What happens when you skip coffee entirely?
Coffee is a morning constant for many, as reliable as the sunrise or the tides. Miss it, and you can feel dazed, confused and even risk a pounding headache. There’s a good reason for that: Caffeine produces some reliable physical changes in your body upon which you can easily become dependent.
With that first sip of coffee, caffeine enters your bloodstream and begins making its way to your brain where it blocks an inhibitory neurotransmitter called adenosine, according to the National Academy of Sciences. That, in turn, sets off the release of feel-good hormones like dopamine and serotonin, causing a stimulant effect. Coffee’s so-called half-life – meaning the amount of time it takes for the amount of caffeine in the body to be reduced by 50 per cent – is about five hours on average. That explains why the average energy drink or coffee buzz lasts about that long. But how quickly caffeine leaves your system depends on a number of things, including age, medical conditions, drug interactions and lifestyle habits (like smoking).
A shock to the system
So, no surprise, when you’re deprived of your morning coffee, you don’t just suffer due to routine alteration. You suffer chemically, too. As anybody who’s kicked their coffee habit will tell you: The side effects can be pretty noticeable and jarring. Some of the more common symptoms of caffeine withdrawal stem from the inherent perks of those multi cups of Joe.
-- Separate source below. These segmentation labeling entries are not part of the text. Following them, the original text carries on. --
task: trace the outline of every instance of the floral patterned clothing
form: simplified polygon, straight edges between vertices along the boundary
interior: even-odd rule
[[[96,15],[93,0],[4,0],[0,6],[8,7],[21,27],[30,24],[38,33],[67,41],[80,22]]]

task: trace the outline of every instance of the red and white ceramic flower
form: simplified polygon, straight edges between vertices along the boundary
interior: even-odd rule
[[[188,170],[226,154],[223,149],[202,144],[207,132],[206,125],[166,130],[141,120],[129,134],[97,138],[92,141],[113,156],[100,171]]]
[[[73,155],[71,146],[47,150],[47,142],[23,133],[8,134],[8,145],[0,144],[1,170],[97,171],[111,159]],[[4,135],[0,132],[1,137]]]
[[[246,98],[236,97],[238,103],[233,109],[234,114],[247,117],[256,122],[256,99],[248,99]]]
Minus the kickstart to your metabolism, you’ll feel tired, sluggish, foggy-headed, and physically delayed, according to a review of studies published in 2020 in StatPearls. Researchers found that the more caffeine you consume, the more severe the withdrawal; but abstinence from even small amounts – we’re talking one cup of coffee per day – also produced symptoms of caffeine withdrawal. They kick in 12 to 24 hours after your last caffeine fix and may last up to nine days, says Dr Sherry A Ross, women’s health expert, author of She-ology: The She-quel. “Caffeine is a stimulating drug that some people can easily become addicted to,” she explains. “Depending on the quantity and type of caffeine you are consuming daily, your body type and frequency of consumption can set you up for a caffeine addiction.”
Coffee’s not all bad
Just because you can develop a dependence on your morning jolt doesn’t mean that cup of java belongs on the do-not-consume list. Just the opposite, in fact. A large review of studies published in 2017 in the journal BMJ found that coffee consumption is not only safe for most people (except pregnant women and women who are at an increased risk of fracture), it also provides a number of health benefits, especially for people with chronic liver disease. The review also showed that participants who consistently drank at least three cups of coffee per day had a lower risk of type 2 diabetes, kidney disease, gallstone disease, cancer (including melanoma, leukaemia and prostate, endometrial, oral, and liver cancer), as well as cardiovascular disease, coronary heart disease and stroke as compared with coffee abstainers.
The trick, of course, is practicing portion control. The researchers found that the health benefits of coffee top out at three to four cups a day (as compared to none). That echoes the larger caffeine recommendation from the US Food and Drug Administration, which suggests no more than 400 mg of caffeine per day; that’s the amount in about four cups of coffee, 10 cans of cola, or two energy drinks.